A family of mice were surprised by a big cat. Father Mouse jumped and and said, "Bow-wow!" The cat ran away. "What was that, Father?" asked Baby Mouse. "Well, son, that's why it's important to learn a second language."
Daughter: Dad, did you get a haircut?
Dad: No, I got them all cut.
Teacher: “If you had one pound and you asked your father for another, how many pounds would you have?”
Vincent: “One pound.”
Teacher: “You don’t know your maths.”
Vincent: “You don’t know my father.”
SOME GREAT “DAD JOKES” FOR FATHER’S DAY
Dads are also renowned for telling the corniest jokes – to the point that “dad jokes” are a genre of their own! If your father is a fan of jokes so bad you can’t help but laugh, here are a few dad-themed zingers you can fire right back at him:
Q: What do you call your dad when he falls through the ice?
A: A POPsicle!
Q: How is the baby bird like its dad?
A: It’s a chirp off the old block.
Q: How do you know your dad is planning for the future?
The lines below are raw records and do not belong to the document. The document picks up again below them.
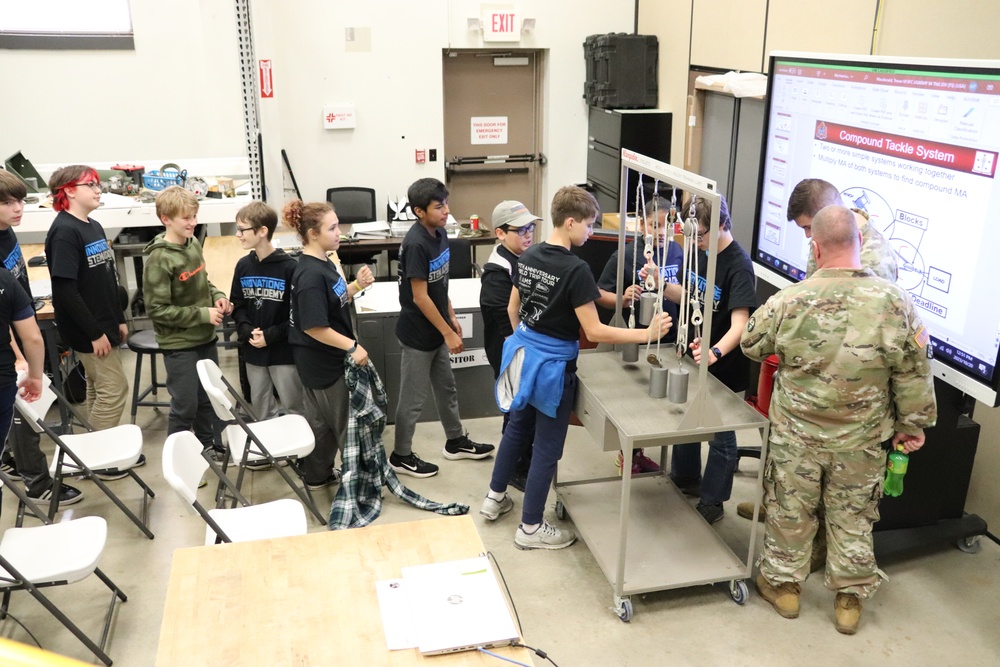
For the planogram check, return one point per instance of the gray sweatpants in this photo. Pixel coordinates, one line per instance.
(421, 372)
(327, 412)
(265, 379)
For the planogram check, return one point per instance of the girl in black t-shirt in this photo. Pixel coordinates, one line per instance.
(321, 334)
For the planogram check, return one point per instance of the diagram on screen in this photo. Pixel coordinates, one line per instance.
(904, 231)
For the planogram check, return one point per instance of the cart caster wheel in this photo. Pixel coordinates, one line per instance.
(624, 610)
(970, 545)
(738, 591)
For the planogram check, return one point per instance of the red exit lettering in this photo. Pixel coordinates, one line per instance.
(503, 23)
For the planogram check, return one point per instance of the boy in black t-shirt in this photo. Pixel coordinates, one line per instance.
(554, 298)
(514, 227)
(428, 330)
(734, 295)
(85, 293)
(28, 462)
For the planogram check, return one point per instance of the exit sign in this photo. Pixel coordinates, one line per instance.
(501, 23)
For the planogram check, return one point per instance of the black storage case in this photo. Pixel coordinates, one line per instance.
(621, 71)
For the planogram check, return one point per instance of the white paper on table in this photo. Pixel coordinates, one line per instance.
(41, 289)
(397, 616)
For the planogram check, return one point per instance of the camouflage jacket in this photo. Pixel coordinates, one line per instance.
(853, 364)
(876, 253)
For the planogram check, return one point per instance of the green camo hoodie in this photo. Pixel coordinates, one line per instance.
(178, 294)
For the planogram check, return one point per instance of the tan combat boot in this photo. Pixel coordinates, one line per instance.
(847, 608)
(745, 510)
(784, 597)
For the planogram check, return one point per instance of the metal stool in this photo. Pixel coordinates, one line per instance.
(143, 343)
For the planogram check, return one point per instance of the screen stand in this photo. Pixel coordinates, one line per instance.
(931, 509)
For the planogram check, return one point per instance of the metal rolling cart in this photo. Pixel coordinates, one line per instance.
(672, 546)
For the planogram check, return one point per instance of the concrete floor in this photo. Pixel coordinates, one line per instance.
(938, 607)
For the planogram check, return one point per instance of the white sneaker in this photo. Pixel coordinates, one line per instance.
(492, 509)
(546, 537)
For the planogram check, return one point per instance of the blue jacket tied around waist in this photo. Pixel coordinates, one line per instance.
(532, 369)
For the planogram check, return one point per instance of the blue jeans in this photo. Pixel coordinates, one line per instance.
(717, 483)
(544, 436)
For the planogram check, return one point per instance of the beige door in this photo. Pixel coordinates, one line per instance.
(492, 130)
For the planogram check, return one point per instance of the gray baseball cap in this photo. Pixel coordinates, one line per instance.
(513, 214)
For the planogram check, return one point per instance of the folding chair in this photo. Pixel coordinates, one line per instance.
(183, 466)
(117, 447)
(55, 554)
(284, 438)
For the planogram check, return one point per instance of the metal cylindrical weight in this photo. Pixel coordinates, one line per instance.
(657, 382)
(677, 386)
(647, 306)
A: He buys two cases of beer instead of one.
Q: What does a baby computer call his father?
A: Data.
(Groan! The Cadburygiftsdirect.co.uk team love that one!!)
Q: What did baby corn say to mama corn?
A: Where's pop corn?
Q: Why do fathers who golf take an extra pair of socks?
A: In case they get a hole in one!
Boy: I have a lot of my dad’s genes.
Friend: Really? I bet they don’t fit.